BertForMaskedLM’s loss and scores, how the loss is computed?

I have a simple MaskedLM model with one masked token at position 7. The model returns 20.2516 and 18.0698 as loss and score respectively. However, not sure how the loss is computed from the score. I assumed the loss should be
loss = - log(softmax(score[prediction])
but computing this loss returns 0.0002. I’m confused about how the loss is computed in the model.

import copy
from transformers import BertForMaskedLM, BertTokenizerFast
import torch
model = BertForMaskedLM.from_pretrained('bert-base-uncased')
tokenizer = BertTokenizerFast.from_pretrained('bert-base-uncased')


text = "Who was Jim Paterson ? Jim Paterson is a doctor".lower()
inputs  =  tokenizer.encode_plus(text,  return_tensors="pt", add_special_tokens = True, truncation=True, pad_to_max_length = True,
                                         return_attention_mask = True,  max_length=64)
input_ids = inputs['input_ids']
masked  = copy.deepcopy(inputs['input_ids'])
masked[0][7] = 103
for t in range(len(masked[0])):
  if masked[0][t] != 103:
    masked[0][t] = -100
loss, scores = model(input_ids = input_ids, attention_mask = inputs['attention_mask'] , token_type_ids=inputs['token_type_ids'] , labels=masked)
print('loss',loss)
print(scores.shape)
pred = torch.argmax( scores[0][7]).item()
print("predicted token:", pred, tokenizer.convert_ids_to_tokens([pred])  )
print("score:", scores[0][7][pred]) 


logSoftmax = torch.nn.LogSoftmax(dim=1)
NLLLos = torch.nn.NLLLoss()
output = NLLLos( logSoftmax(torch.unsqueeze(logit[0][7], 0)), torch.tensor([pred]))
print(output)

Hi @sanaz,

I can see few mistakes here

  1. You need to mask tokens in the input_ids not labels. And to prepare lables for masked LM set every position to -100 (ignore index) except the masked positions.
  2. masked loss is then calculated simply using the CrossEntropy loss between the logits and labels.

So correct usage would be

text = "Who was Jim Paterson ? Jim Paterson is a doctor".lower()
inputs  =  tokenizer([text],  return_tensors="pt")

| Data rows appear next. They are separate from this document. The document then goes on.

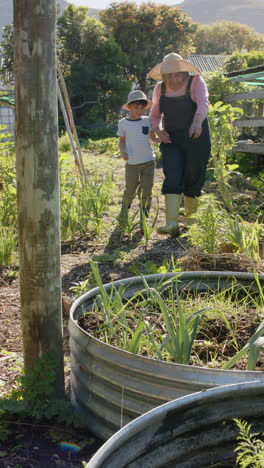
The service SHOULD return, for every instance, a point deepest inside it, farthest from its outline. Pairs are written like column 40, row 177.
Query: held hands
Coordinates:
column 124, row 155
column 163, row 135
column 195, row 129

input_ids = inputs["input_ids"]
# mask the token
input_ids[0][7] = tokenizer.mask_token_id

labels = inputs["input_ids"].clone()
labels[labels != tokenizer.mask_token_id] = -100 # only calculate loss on masked tokens

loss, logits = model(
    input_ids=input_ids,
    labels=labels,
    attention_mask=inputs["attention_mask"],
    token_type_ids=inputs["token_type_ids"]
)
# loss => 18.2054

# calculate loss manually
import torch.nn.functional as F
loss2 = F.cross_entropy(logits.view(-1, tokenizer.vocab_size), labels.view(-1))
# loss2 => 18.2054

Hope this helps.

2 Likes

Thanks a lot @valhalla for your reply. You’re right, I didn’t mask the tokens in input ids which is a mistake.
I also found a small mistake in your code, I think the label should be -100 everywhere expect the tokens which are masked in input ids. For those tokens, the label should have the correct id (and not mask/103) so the model knows what is the actual token. In your code, the model predicts Paterson as the correct answer, however, based on the label it thinks the correct token is actually masked token ([MASK]).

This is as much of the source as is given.